Find the coordinates of the mid-point of the straight line joining the points of intersection of the curve $\displaystyle x^2+2y^2+5x=68$ and the line $\displaystyle 2y+3x=9$
$\displaystyle x^2 + 2y^2 + 5x = 68$ and $\displaystyle y = \frac{9-3x}{2}$.

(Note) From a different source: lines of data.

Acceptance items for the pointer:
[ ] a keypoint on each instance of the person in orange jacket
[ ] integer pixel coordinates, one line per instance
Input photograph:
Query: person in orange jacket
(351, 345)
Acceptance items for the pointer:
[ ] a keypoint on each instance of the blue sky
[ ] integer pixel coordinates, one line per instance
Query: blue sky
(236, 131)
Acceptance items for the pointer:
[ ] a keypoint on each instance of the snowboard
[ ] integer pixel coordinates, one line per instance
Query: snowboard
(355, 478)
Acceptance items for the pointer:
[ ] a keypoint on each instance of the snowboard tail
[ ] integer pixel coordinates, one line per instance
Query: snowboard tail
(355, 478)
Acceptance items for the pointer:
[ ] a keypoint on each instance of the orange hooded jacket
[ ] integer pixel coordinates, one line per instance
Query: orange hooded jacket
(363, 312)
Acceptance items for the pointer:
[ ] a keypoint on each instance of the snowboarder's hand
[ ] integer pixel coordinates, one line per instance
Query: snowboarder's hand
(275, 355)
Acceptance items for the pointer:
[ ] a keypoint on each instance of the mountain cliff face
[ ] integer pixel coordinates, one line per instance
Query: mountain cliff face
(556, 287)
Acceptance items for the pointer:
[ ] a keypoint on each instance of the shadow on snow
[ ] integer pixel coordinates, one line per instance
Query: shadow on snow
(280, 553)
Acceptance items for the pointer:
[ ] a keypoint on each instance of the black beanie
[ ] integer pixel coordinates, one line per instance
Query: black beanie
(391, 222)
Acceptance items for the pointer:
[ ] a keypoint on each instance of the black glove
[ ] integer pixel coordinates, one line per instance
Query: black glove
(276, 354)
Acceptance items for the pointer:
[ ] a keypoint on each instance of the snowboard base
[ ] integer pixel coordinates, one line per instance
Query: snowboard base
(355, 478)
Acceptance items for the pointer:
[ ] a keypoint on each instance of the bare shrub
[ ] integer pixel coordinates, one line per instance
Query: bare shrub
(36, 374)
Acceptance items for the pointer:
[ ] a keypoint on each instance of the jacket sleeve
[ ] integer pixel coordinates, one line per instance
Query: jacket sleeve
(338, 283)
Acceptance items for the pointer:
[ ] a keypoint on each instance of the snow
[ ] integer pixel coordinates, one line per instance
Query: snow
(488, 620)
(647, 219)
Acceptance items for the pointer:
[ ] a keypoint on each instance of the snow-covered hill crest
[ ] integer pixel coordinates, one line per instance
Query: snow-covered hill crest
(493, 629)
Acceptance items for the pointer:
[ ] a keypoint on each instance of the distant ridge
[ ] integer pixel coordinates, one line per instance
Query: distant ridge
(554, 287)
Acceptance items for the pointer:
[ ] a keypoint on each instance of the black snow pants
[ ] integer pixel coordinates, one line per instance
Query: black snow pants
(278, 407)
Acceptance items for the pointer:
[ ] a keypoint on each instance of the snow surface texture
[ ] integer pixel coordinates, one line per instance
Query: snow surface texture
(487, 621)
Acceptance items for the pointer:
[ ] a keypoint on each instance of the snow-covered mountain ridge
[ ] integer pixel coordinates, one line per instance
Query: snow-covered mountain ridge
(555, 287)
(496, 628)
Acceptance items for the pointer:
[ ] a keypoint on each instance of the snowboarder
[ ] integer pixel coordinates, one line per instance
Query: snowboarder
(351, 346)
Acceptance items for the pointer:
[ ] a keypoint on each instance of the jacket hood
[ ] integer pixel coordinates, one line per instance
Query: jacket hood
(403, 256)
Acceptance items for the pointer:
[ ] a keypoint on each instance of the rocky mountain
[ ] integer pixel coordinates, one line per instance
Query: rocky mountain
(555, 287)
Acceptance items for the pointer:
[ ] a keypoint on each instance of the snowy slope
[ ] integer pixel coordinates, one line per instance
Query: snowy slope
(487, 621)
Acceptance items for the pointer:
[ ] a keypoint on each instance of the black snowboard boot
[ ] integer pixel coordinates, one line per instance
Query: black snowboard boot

Substituting the second into the first gives
$\displaystyle x^2 + \left(\frac{9-3x}{2}\right)^2 + 5x = 68$
$\displaystyle \frac{4x^2}{4} + \frac{81 -54x + 9x^2}{4} + \frac{20x}{4} = \frac{272}{4}$
$\displaystyle \frac{13x^2 - 34x - 191}{4} = 0$
$\displaystyle 13x^2 - 34x - 191 = 0$
Now solve for $\displaystyle x$ and substitute back to find the corresponding $\displaystyle y$ values. This will give you the two points, so you can use the midpoint rule to find the midpoint.
The kind of obvious thing to do is to find the two point of intersection. From 2y+ 3x= 9, y= 9/2- (3/2)x. Replace y in $\displaystyle x^2+ 2y^2+ 5x= 68$ and you get a quadratic equation for x which should have two solutions. Once you have found those two points of intersection, find the point midway between them.
Do you know that the point midway between $\displaystyle (x_0, y_0)$ and $\displaystyle (x_1, y_1)$ is $\displaystyle \left(\frac{x_0+ x_1}{2}, \frac{y_0+ y_1}{2}\right)$?